Uitvoerbaarheid Burgerschapswet
Nu er in het maatschappelijke debat steeds meer aandacht wordt gevraagd voor de uitvoerbaarheid van wetten en regels, is het saillant dat de Raad het parlement over de uitvoerbaarheid van de burgerschapswet op de vingers tikt. Hoewel het schoolklimaat belangrijk is voor onderwijs in democratisch burgerschap, vindt de Raad de wettelijke zorgplicht ‘eenvoudigweg een verkeerd wetgevingsinstrument’. Eerder legden de Raad van State en Verus ook al de vinger op de zere plek. Elke situatie waarover ophef ontstaat, zal onder deze zorgplicht te scharen zijn zonder dat de school weerwoord kan bieden. Het is daarmee niet handhaafbaar, niet uitvoerbaar en het grijpt diep in op de interne zaken op school.

Modelburger of vrije burger
De Raad kiest in dit advies voor een focus op de democratische rechtsstaat. Zoals men zelf al aangeeft, biedt dit advies met deze focus geen uitputtend antwoord op alle kwesties die rondom de vrijheid van onderwijs spelen. Daarom brengt Verus het maatschappelijke-pedagogisch perspectief in: er is vrijheid vóór onderwijs nodig met het oog op de samenleving van vrije mensen.

Het onderwijs is namelijk niet alleen van de overheid. Het biedt juist een ruimte waar burgers, al dan niet in georganiseerd verband, eigen initiatieven kunnen ontplooien en verantwoordelijkheid dragen. Ruimte voor het eigen initiatief en betrokkenheid bij de eigen school versterken op lange termijn de democratie. Ze zijn een vorm van actief burgerschap.

Daarom vindt Verus dat wat leerlingen verplicht moeten weten en kunnen ook echt gericht zou moeten zijn op de vrije en open samenleving, niet op het creëren van modelburgers. Als de overheid gaat betuttelen door vast te leggen hoe de modelburger eruit zou moeten zien, nemen we jonge mensen niet serieus, valt er voor ouders minder te kiezen en worden leraren uitvoerders van beleid.

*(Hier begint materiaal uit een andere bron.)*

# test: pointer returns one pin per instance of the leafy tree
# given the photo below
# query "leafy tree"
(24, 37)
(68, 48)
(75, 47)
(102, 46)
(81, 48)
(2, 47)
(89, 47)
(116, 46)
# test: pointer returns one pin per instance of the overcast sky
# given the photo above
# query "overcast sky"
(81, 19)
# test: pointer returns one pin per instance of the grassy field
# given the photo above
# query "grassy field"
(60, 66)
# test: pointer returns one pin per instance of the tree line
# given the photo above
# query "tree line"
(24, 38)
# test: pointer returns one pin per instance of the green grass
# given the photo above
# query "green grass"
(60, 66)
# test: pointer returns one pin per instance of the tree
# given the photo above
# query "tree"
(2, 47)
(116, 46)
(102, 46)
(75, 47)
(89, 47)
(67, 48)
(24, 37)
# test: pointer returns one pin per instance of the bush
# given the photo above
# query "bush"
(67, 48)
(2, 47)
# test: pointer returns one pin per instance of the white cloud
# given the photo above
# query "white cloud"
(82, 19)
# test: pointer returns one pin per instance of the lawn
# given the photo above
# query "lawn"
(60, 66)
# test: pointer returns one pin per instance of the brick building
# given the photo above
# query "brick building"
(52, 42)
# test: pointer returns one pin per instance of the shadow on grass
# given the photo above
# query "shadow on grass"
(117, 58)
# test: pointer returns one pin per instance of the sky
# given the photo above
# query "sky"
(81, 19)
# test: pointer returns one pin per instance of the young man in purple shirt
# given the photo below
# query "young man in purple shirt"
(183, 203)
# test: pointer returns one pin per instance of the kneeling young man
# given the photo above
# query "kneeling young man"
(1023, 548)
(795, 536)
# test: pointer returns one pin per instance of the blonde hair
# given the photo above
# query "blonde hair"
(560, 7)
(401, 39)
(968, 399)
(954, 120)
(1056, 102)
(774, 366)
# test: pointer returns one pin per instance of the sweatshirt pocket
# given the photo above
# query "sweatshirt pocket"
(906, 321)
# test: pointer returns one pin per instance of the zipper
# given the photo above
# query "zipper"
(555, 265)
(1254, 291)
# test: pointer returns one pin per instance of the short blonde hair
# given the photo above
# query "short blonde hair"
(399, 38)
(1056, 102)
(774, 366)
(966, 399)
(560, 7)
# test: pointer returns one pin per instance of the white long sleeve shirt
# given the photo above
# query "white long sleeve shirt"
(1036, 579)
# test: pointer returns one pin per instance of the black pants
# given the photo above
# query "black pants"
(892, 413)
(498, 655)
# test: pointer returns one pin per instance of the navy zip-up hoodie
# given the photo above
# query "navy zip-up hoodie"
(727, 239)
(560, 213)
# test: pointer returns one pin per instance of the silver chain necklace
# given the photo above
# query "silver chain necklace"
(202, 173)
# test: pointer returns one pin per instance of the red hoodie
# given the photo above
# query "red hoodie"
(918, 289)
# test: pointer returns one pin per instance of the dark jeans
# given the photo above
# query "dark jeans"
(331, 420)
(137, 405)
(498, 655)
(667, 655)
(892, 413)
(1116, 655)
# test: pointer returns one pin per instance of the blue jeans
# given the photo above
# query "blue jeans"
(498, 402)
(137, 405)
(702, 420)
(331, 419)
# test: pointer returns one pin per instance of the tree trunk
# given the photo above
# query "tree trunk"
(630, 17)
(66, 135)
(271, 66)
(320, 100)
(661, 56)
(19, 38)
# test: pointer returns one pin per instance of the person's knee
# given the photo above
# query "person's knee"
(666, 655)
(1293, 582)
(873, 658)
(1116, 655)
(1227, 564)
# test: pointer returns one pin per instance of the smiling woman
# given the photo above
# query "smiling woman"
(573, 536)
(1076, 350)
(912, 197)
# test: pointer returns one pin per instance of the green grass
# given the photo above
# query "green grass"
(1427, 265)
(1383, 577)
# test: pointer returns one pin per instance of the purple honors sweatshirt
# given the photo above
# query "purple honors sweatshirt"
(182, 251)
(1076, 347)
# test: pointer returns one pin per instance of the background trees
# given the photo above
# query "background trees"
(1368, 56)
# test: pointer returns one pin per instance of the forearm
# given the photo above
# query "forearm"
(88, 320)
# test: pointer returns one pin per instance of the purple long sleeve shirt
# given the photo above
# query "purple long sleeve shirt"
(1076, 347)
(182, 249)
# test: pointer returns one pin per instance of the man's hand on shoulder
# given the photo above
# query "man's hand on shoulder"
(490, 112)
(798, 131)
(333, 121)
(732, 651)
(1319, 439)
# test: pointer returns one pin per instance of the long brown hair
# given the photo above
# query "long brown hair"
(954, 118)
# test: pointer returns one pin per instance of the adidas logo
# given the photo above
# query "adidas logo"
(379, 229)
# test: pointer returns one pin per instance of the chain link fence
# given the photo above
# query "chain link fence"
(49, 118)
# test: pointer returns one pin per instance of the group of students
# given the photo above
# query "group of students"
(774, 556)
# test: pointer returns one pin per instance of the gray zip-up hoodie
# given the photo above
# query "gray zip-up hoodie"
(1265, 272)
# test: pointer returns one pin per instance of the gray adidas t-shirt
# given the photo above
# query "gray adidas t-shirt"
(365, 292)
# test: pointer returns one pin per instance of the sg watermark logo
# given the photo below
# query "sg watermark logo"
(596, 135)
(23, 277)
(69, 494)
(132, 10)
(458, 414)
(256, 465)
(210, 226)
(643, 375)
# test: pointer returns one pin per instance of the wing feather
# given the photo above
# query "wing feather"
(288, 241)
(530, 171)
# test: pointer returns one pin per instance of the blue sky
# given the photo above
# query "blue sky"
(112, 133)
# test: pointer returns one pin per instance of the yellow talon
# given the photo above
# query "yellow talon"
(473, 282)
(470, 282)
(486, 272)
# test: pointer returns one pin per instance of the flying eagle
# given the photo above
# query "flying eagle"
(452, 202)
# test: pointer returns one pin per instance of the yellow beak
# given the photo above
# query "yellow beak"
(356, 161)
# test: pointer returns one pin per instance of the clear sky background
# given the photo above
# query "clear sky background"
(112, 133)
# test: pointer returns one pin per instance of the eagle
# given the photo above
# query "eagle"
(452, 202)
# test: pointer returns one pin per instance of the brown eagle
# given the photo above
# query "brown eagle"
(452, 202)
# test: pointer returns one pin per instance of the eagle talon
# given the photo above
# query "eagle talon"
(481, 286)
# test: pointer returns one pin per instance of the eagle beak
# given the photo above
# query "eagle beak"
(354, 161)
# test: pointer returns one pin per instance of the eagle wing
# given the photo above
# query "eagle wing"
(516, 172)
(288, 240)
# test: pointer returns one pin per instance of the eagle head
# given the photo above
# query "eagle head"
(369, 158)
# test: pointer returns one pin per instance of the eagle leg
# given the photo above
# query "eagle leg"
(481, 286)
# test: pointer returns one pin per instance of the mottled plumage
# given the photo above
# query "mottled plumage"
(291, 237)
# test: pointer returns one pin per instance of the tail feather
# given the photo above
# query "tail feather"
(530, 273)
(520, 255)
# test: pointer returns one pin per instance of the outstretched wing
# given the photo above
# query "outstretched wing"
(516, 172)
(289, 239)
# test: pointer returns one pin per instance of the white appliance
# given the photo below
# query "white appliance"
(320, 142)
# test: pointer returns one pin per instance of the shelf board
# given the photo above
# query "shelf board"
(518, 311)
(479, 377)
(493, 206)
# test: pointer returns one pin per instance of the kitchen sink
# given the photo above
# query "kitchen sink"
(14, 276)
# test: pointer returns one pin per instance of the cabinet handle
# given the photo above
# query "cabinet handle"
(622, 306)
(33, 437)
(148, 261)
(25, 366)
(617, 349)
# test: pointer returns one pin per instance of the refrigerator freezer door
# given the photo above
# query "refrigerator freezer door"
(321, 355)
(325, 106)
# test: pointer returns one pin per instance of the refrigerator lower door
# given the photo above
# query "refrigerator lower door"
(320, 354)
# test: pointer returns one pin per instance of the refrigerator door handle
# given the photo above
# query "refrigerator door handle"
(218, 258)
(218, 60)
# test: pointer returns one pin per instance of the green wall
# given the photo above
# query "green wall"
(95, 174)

Reacties andere profielorganisaties

De profielorganisaties die verschillende denominaties vertegenwoordigen, reageren verschillend op dit advies van de Onderwijsraad. De VGS benadrukt het belang van een terughoudende overheid: ,,Wij willen er namelijk voor waken dat – als gevolg van politieke wensen – de gemeenschappelijke kern steeds groter wordt gemaakt, en de groene zone navenant slinkt. Dat proces is al volop gaande.”
De VOO noemt het advies ‘een gemiste kans'. ,,De VOO is tevreden over een aantal keuzes, waaronder het primaat van de democratische rechtstaat en de helder geformuleerde rechten van leerlingen. De belangrijkste discussie, die over artikel 23 zelf en specifiek de vrijheid van richting, wordt echter vermeden.”

De denkrichting van de Onderwijsraad dat de democratische rechtsstaat de overkoepelende paraplu is, spreekt VBS aan. ,,Bij problemen zijn de bestaande rechtsstructuren leidend. Er is in Nederland hiervoor een goed uitgewerkt instrumentarium aanwezig. Beleid maken op basis van incidenten vindt VBS niet bij de complexiteit van het onderwerp passen."